Должна сказать, что светское злословие живо разгадало подоплеку дела. Кое-кто правильно определил, чем руководствовались тут мои родители. Не стану говорить о том, как я постепенно и сама это открыла из обрывков разговоров, которые случайно слышала, из неосторожных слов, порой вырывавшихся у наших слуг: ведь скандал стал общеизвестным и волновал всех обитателей нашего дома. Скажу только, что именно удалось мне установить.
Я ничуть не ошибалась, когда несколько лет считала, что мои родители не желают видеть меня монахиней. Так это было до последних месяцев моего пребывания в пансионе. Но как раз к этому времени, точнее сказать, два года тому назад, в июле, произошло событие, которое все перевернуло, положение моих близких изменилось, и для них стало выгодно, чтобы я постриглась в монахини, вышла из состава семьи. Мой отец и брат вложили свои деньги в банк Миреса...

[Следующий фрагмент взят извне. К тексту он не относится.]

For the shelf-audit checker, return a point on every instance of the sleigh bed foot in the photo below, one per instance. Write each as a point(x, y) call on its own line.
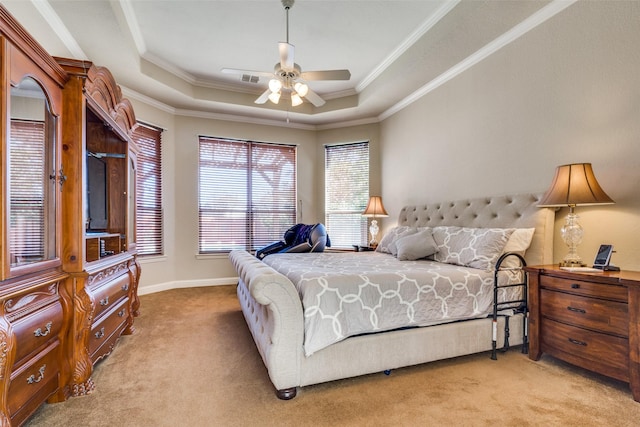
point(286, 393)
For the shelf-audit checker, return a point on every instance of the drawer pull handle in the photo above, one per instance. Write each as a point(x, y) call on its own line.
point(47, 328)
point(32, 378)
point(576, 342)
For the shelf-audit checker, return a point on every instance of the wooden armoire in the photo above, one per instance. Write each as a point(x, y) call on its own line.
point(68, 264)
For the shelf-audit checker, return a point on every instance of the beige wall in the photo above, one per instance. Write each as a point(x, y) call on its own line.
point(568, 91)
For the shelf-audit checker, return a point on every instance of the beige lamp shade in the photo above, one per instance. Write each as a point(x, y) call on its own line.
point(575, 185)
point(375, 208)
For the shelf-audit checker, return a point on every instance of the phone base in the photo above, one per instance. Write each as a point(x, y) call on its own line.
point(607, 267)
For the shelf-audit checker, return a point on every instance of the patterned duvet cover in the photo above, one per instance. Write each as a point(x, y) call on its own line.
point(351, 293)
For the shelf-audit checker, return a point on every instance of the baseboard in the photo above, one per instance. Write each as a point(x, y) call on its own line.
point(159, 287)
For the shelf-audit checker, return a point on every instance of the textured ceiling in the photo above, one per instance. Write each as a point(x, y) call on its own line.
point(172, 51)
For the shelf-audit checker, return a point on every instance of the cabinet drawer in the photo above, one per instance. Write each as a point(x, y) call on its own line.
point(606, 354)
point(103, 330)
point(36, 330)
point(34, 382)
point(588, 289)
point(591, 313)
point(110, 293)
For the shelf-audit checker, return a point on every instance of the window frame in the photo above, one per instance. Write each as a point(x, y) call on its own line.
point(243, 221)
point(149, 222)
point(346, 175)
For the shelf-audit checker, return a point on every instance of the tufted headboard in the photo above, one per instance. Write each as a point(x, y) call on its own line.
point(517, 211)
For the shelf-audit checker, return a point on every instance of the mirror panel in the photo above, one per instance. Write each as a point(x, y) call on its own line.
point(32, 176)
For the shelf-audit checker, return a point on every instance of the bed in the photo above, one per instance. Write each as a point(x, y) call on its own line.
point(272, 303)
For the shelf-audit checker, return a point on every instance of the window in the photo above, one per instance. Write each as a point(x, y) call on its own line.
point(27, 217)
point(149, 233)
point(247, 194)
point(346, 193)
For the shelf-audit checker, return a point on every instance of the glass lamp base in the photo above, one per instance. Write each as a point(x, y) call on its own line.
point(374, 229)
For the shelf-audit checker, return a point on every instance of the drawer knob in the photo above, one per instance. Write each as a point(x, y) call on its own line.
point(47, 328)
point(576, 342)
point(32, 378)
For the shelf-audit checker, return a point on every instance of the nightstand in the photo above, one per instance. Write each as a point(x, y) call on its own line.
point(587, 319)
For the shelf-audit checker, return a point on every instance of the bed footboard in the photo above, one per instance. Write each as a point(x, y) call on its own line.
point(273, 311)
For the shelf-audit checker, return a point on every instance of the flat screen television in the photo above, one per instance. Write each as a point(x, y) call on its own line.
point(97, 194)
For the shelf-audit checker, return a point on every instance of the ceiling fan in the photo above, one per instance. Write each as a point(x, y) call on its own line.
point(289, 76)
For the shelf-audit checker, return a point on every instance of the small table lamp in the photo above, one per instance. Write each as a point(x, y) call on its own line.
point(574, 185)
point(375, 209)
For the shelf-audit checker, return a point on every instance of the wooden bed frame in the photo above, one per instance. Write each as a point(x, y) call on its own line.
point(273, 310)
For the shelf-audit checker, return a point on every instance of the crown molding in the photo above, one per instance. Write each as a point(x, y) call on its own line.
point(513, 34)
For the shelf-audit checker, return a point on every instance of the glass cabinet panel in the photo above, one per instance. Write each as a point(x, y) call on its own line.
point(32, 176)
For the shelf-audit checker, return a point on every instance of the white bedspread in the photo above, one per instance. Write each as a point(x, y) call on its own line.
point(351, 293)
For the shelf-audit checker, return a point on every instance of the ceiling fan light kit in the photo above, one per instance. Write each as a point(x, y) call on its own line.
point(288, 75)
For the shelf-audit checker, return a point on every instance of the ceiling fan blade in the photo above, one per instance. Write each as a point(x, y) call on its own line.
point(314, 98)
point(251, 72)
point(263, 98)
point(326, 75)
point(286, 55)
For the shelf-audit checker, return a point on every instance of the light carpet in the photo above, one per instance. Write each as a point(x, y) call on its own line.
point(192, 362)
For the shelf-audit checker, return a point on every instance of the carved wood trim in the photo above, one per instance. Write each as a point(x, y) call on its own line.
point(107, 274)
point(20, 38)
point(104, 95)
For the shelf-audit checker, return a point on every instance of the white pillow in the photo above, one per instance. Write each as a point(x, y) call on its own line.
point(518, 242)
point(470, 247)
point(387, 243)
point(416, 246)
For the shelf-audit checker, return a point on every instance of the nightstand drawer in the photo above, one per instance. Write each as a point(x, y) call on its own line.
point(591, 313)
point(598, 352)
point(588, 289)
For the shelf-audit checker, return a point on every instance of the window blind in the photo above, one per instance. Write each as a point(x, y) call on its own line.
point(247, 194)
point(346, 193)
point(27, 165)
point(149, 218)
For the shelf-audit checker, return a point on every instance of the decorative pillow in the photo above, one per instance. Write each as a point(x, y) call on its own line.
point(518, 242)
point(470, 247)
point(416, 246)
point(391, 236)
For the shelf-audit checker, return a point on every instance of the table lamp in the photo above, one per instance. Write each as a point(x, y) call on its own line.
point(375, 209)
point(574, 185)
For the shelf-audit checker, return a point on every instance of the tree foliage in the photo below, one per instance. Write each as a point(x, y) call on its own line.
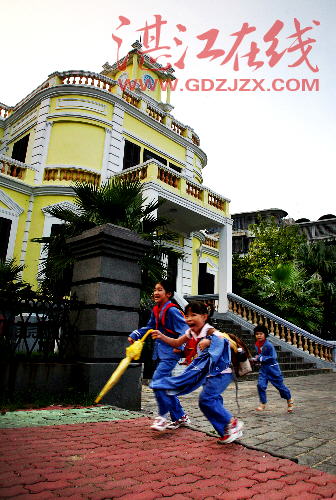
point(290, 277)
point(118, 202)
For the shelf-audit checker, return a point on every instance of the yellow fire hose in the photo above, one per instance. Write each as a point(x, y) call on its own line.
point(133, 352)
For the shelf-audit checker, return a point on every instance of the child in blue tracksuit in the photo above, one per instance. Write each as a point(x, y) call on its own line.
point(269, 369)
point(168, 319)
point(211, 367)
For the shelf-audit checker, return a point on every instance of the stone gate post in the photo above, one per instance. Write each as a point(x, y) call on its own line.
point(106, 277)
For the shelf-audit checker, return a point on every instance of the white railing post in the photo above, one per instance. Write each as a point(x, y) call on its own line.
point(225, 266)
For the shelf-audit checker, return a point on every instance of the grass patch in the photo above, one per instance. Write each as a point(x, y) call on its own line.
point(38, 399)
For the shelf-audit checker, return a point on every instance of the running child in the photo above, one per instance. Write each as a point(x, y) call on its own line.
point(211, 367)
point(167, 319)
point(269, 369)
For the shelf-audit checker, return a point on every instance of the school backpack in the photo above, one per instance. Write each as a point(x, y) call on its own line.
point(190, 350)
point(160, 317)
point(239, 354)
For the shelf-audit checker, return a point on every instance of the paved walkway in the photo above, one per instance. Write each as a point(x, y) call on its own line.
point(105, 453)
point(308, 435)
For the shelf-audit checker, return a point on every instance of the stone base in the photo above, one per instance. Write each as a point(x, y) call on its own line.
point(125, 394)
point(51, 378)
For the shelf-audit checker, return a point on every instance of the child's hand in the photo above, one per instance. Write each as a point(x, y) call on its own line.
point(204, 344)
point(156, 334)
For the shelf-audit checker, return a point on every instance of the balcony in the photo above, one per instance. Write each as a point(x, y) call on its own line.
point(70, 174)
point(137, 99)
point(14, 168)
point(190, 205)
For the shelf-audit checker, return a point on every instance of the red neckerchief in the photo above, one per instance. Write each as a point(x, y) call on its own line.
point(259, 344)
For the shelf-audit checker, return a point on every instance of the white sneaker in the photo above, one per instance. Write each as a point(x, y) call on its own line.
point(181, 422)
point(160, 424)
point(233, 431)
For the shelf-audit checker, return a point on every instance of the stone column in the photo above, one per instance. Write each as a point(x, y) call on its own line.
point(106, 278)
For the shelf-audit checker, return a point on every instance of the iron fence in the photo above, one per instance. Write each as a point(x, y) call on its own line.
point(38, 328)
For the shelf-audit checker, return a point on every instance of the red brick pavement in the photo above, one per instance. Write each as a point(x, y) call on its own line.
point(125, 459)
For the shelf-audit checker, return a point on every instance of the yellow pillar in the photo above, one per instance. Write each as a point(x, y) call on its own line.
point(168, 95)
point(135, 67)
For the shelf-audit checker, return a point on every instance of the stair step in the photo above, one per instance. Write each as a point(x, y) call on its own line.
point(289, 373)
point(291, 365)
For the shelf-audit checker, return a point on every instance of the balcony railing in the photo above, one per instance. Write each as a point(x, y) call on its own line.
point(210, 242)
point(102, 82)
point(152, 170)
point(4, 110)
point(71, 174)
point(87, 78)
point(251, 314)
point(13, 168)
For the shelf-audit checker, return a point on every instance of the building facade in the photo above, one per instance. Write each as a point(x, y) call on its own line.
point(84, 126)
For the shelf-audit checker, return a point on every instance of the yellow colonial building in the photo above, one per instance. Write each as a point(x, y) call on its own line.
point(84, 126)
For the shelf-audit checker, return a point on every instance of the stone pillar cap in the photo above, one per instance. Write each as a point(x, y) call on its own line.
point(109, 240)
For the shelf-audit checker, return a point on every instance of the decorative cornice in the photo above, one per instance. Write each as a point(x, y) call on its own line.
point(198, 235)
point(145, 60)
point(53, 190)
point(77, 167)
point(81, 116)
point(14, 208)
point(210, 251)
point(62, 204)
point(44, 190)
point(15, 184)
point(17, 162)
point(159, 151)
point(68, 89)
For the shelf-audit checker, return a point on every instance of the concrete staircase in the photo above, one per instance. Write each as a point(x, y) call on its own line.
point(291, 365)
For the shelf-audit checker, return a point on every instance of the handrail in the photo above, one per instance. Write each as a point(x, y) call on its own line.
point(282, 321)
point(279, 328)
point(173, 172)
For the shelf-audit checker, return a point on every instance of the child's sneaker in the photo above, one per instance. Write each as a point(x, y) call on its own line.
point(181, 422)
point(290, 406)
point(160, 424)
point(232, 432)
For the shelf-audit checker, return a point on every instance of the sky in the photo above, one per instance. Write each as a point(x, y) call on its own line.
point(265, 149)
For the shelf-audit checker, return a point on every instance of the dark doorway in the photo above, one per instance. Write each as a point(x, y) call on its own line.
point(131, 155)
point(206, 281)
point(172, 269)
point(5, 227)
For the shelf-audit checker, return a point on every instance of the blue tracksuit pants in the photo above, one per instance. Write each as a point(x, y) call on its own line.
point(211, 402)
point(271, 373)
point(165, 402)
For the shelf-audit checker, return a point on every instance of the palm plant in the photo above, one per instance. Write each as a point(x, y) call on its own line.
point(288, 293)
point(319, 260)
point(118, 202)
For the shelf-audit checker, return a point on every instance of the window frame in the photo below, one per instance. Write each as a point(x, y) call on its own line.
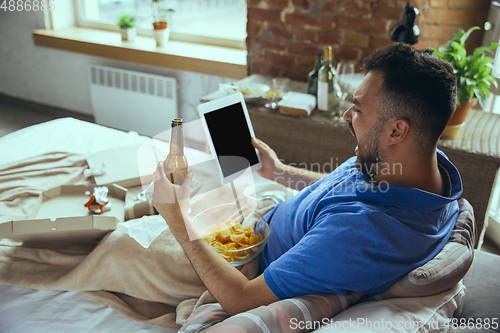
point(191, 38)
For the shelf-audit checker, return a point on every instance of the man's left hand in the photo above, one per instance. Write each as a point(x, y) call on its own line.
point(172, 201)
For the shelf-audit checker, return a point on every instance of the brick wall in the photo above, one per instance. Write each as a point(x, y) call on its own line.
point(284, 36)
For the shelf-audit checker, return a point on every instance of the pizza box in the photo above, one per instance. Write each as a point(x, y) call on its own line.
point(60, 215)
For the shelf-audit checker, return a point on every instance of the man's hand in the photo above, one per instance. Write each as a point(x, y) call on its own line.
point(275, 170)
point(271, 165)
point(172, 202)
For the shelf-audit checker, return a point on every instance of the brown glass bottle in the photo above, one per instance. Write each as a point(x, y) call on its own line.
point(176, 164)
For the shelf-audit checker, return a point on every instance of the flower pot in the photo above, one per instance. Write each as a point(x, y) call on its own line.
point(128, 34)
point(457, 120)
point(160, 25)
point(161, 33)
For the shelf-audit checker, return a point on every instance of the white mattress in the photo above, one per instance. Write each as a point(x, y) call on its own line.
point(27, 310)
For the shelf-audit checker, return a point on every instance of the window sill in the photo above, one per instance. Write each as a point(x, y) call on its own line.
point(206, 59)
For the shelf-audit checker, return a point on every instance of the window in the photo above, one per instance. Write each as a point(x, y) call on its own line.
point(217, 22)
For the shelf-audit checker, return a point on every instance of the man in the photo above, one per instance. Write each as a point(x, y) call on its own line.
point(373, 219)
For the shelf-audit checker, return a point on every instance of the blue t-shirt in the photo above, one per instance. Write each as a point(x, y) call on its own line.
point(344, 234)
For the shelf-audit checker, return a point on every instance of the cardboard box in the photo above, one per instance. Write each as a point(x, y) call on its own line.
point(60, 215)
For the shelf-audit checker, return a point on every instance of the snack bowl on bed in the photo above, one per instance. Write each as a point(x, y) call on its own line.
point(238, 234)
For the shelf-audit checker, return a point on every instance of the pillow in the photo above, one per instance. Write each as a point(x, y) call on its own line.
point(314, 313)
point(398, 315)
point(447, 268)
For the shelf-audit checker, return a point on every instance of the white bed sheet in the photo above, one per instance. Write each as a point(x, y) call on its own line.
point(27, 310)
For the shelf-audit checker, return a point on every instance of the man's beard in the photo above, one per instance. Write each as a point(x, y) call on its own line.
point(369, 152)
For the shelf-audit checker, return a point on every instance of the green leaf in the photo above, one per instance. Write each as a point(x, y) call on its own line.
point(466, 35)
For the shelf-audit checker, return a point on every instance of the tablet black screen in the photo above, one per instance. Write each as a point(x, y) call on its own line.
point(231, 138)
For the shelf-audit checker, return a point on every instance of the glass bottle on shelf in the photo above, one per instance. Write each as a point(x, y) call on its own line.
point(326, 84)
point(176, 164)
point(312, 78)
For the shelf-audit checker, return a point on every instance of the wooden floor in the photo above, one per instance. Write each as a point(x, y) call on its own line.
point(16, 114)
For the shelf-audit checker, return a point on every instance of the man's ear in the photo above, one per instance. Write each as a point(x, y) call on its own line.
point(399, 130)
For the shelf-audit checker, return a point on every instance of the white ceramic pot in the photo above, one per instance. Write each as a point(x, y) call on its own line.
point(128, 34)
point(162, 36)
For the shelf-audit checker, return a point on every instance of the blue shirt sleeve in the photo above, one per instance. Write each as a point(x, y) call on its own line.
point(337, 255)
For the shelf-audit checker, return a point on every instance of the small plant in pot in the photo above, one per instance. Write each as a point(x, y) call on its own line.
point(127, 23)
point(473, 73)
point(160, 24)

– Да неужели? – испуганно воскликнул Эдгар.
– Да, да! Вы, конечно, лучше моего понимаете, что это значит... как это было неосторожно. Надеюсь, из ваших родных никто не пострадал из-за этого человека?
– О-о! Конечно, нет! – воскликнул Эдгар, в котором вдруг сказался истый Буссардель. – Когда вы лучше узнаете моего отца и моего дядю, вы поймете, почему аферы господина Миреса не могли их прельщать. Мы не поддаемся на посулы шарлатанов!
– А мои родители, к сожалению, не были так благоразумны, – с милой иронией заметила Амели. – Они доверили Миресу большие капиталы. Мой брат Ахилл зашел еще дальше: он вложил в операции Железнодорожного банка приданое своей жены без ее ведома – она бы этого не позволила: в ее семье тоже нет привычки вкладывать деньги в столь рискованные предприятия... Поверьте, я вовсе не злорадствую, мне не доставляет никакого удовольствия копаться в этих историях, перебирать материальные затруднения, которые обрушились на моих родных, но тут все так тесно переплелось, что я не могу говорить только о себе, не касаясь наших финансовых дел.
И Амели принялась рассказывать об этих делах с большой ясностью, естественностью и даже с жаром, ибо денежные вопросы были хорошо знакомы молодым людям как в семействе Клапье, так и Буссарделей.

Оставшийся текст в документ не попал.